GPT 4.5 & Claude 3.7 Cost/Benefit in Cursor

Hey all,

I want to track on something important and dive a bit deep on the details. Let’s start with a $2 response.

I mean $4

Well geez, my mistake. Why was I asking 4.5 to help structure a complex logical setup with oklch color and style swapping in Tailwind? Yes, that’s right, because I knew it would trigger a $4 opportunity for me to complain about the current handling of ChatGPT 4.5 by Cursor.

First, let me segue over to my last Reddit response to the v3.7 row happening around Cursor and Claude in Reddit:

3.7 is a comprehensive thinker and Cursor is a miser when it comes to context management. Every single one of my problems this week has been due to Cursor cutting off context to 3.7, which results in 3.7 making faulty assumptions about an API version that it would have recalled on it’s own under normal circumstances.

Cursor’s internal LLM just isn’t great at summarizing what is important.

All the proof you need exists in two places

  1. Click the LLM summary when running a commit message
  2. Click the “summarize and start new chat” button below the composer

In both cases you’ll see how shockingly over-briefed it is.

Your 3.7’s context is running on a version of that engine and trying to make comprehensive changes based on a lobotomized memory.

This is going to be a problem. The new models utilize expensive “thinking” tokens and really carefully manage their internal context to arrive at the best answer. Cursor, in order to make a profit (this is a normal motivation for a business) manages context so aggressively that what we end up with is a genius-level AI with the short term memory of a goldfish. I can’t even get the AI to stay on Style Dictionary v4 for more than 5-6 responses without manually reminding it to do so because even when I add documents to “context” in cursor the AI doesn’t see them after the initial post.

The result is that these comprehensive thinking models are capable of making deep and impactful code changes based on very little insight as to what has gone on beyond the last 5 minutes of exchange and, unlike a classic IDE, there isn’t a broad understanding of the codebase at play with a focus on logical and type safety.

Segue back to ChatGPT 4.5 now.

v4.5 is an incredibly slick programmer. It has a strong understanding of syntax, context, and purpose. As always it’s less creative than Claude and can take prompts in an extremely literal way, so it’s not great for exploratory code, but it’s a wizard at production once you have a handle on how you want something written. v4.5, it turns out, is a power user’s dream model… but it costs “200 cents” per run in Cursor.

Fine.

Effectiveness isn’t always measured in speed, it’s measured in a system’s ability to do things correctly. With 4.5 at the helm I know that I’m going to save myself a TON of debugging time.

Except that in Cursor we have two major things working against the new model:

  1. Limited context means that it can’t manage it’s own context, which works against the grain of the model’s purpose & training (everything it gets is prompting it for the first time with a summary, which is hard to think deeply on)
  2. The inability to perform deep thought on an ongoing context means ChatGPT has an extremely low bias for action in Cursor (ever told v4 or o3-mini to apply edits 4-6 times in a row, given up, and asked Claude to do it instead?). This means $2-$8 can be spent on ChatGPT 4.5 with little more to show for it than what you saw in my opening examples.

So, @danperks & Cursor… I know I’m interpreting the model here and I don’t actually have purview into what you’re doing with the internal LLM… but all evidence points to the fact that managing a thinking model’s context the way you’ve managed the older models is working against your and our best interests. You’re going to need a new approach, even if it’s a more expensive one.

19 Likes

4,5 preview is not included in fast requests?

1 Like

That mirrors my experience with the 3.7-thinking model.
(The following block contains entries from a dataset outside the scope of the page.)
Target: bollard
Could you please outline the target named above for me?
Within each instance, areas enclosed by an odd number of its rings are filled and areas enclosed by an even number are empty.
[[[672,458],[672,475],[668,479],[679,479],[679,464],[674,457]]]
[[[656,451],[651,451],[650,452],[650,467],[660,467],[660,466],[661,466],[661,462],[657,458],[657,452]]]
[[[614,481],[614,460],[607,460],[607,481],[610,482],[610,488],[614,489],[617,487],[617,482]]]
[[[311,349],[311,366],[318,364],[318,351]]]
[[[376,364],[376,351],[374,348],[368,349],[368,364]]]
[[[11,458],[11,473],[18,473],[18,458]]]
You would expect new models to offer an improved overall experience in Cursor. Yet after only a few responses, the system deviates from my initial instructions, making changes it shouldn’t. This makes it frustrating to use. It’s like taking two steps forward and one back…

If unlucky, it already fails right from the start, altering complex things it doesn’t understand (this might very well be due to a lack of context).

Hey, thanks for the detailed feedback here!

You are right in that these newer, more creative models, work in a different way to the traditional models that have been available in Cursor for a while.

We have a chunk of the team already working on “un-nerfing” Claude 3.7, so that Cursor allows it to work to it’s full potential. We will likely have more to announce on this very soon, and improvements to come to Cursor to align with this shift in behavior.

For now, Claude 3.7 is best for fast development in simpler projects, where the complexity is low and Claude 3.7 can move fast without breaking too much. For more precise edits, we still recommend Claude 3.5 as the best model for large and complex codebases.

Rest assured that we are working hard on this to achieve the full potential of Claude 3.7, and to keep an eye here on the forums and on X for any upcoming changes we will announce!

7 Likes

Hey Dan, we’re back to this


where I get charged $2 for a non-agentic process.

This morning, 4.5 would have run the tokens script, evaluated the result, and worked for upwards of 5 minutes before hitting your 25 tool limit and likely would have finished before that.